**This blog was previously published here**
The adoption of cloud computing has displaced decades of on-premise, centralized corporate data centers. This approach permits data to be widely distributed across cloud providers, seamlessly carrying data through international borders. 2020 was a great example of why we’re witnessing these heightened cloud trends. While many companies already had plans to digitize their business, the pandemic required them to act immediately, forcing cloud-based infrastructure to take-off as the key to digital business offerings.- Advertisement –
Simultaneously, private and public cloud options have complemented traditional on-premise architectures, resulting in hybrid cloud strategies that allow data and apps to move between two environments. Essentially, a hybrid cloud platform gives organizations a higher level of control, flexibility, deployment, security and compliance. However, they also deliver a new level of complexity, which comes with its own set of challenges, especially when customers try to change their cloud for sensitive workloads, build short-term solutions, and apply band-aids on critical issues.
So, how can we best utilize a cloud approach while staying ahead of challenges such as data residency compliance?
Increasing country-specific data regulations
For many use cases, including multinational organizations that are required to store data in specific locations for regulatory reasons, a distributed cloud approach is the best bet. Referred to by Gartner as the ‘next generation of cloud computing,’ the distributed cloud is the first cloud model to incorporate physical location of cloud-delivered services.
Currently, more than 130 countries have enacted individual data privacy laws. As more and more countries implement data residency regulations, the process of being and staying compliant is becoming increasingly complex. That’s why a distributed cloud, one that integrates appropriately to the central cloud and allows enterprises to extend their applications and serve customers in different locations without impacting their system, is the answer. This reduces a business’s necessary spend on utilizing multiple central clouds, rebuilding data stacks, or building a hybrid cloud themselves.- Advertisement –
Data residency and data localization challenges are best solved with a distributed cloud model.
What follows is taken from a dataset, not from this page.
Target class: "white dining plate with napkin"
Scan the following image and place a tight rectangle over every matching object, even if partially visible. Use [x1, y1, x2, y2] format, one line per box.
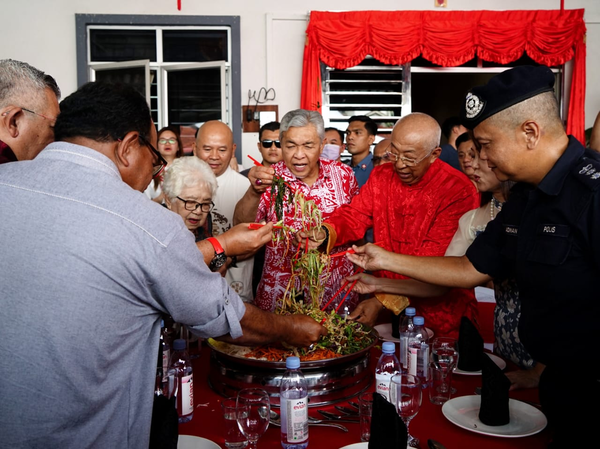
[442, 395, 548, 438]
[177, 435, 221, 449]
Data residency is a complex problem that seems easy to solve on the surface, but it’s proven to be just the opposite.
In an attempt to ensure compliance, enterprises often look to hyperscale cloud providers like Amazon AWS, Google Cloud Platform and Microsoft’s Azure, in the country they’re hoping to operate in and build their own integrations and workarounds. But if they’re building this in the UK, for example, it’s difficult to replicate this application in other countries, like Singapore. In reality, they’re just spending time creating an unsustainable solution that isn’t scalable across localities, all while still lacking the necessary compliance expertise. These enterprises end up replicating or moving more data than required, resulting in copies of the data being spread across the cloud, which are then hard to manage and protect, and ultimately lead to bigger bills in the central cloud.
Data Residency-as-a-Service is the ultimate distributed cloud approach
Rather than providing a centralized solution for everything, a distributed cloud can meet each specific customer and country requirement. It also gives enterprises the ability to properly use their original investments in existing central clouds while executing a unified cloud strategy for location-based data needs. This is especially important when customers are looking to utilize SaaS solutions that depend on central clouds since they often can’t easily localize data independently.
Hybrid clouds were originally intended to enable a unified strategy. Yet, enterprises continue to struggle to get the level of value they initially expected out of their private cloud deployments, especially in compliance-centric use cases where ongoing research and expertise is needed. However, enterprises can now consider a distributed cloud-based offering such as ‘Data Residency-as-a-Service’ to meet global compliance standards.
As businesses look to expand into new countries that require data sets to be localized in different regions, it’s essential to stay ahead of these challenges or they risk losing business in the region altogether.
Ultimately, a distributed SaaS platform with data localization and residency compliance woven into the software provides a quick and compliance-centric solution. This approach efficiently extends enterprise applications and ensures compliance with local data regulations in each respective location.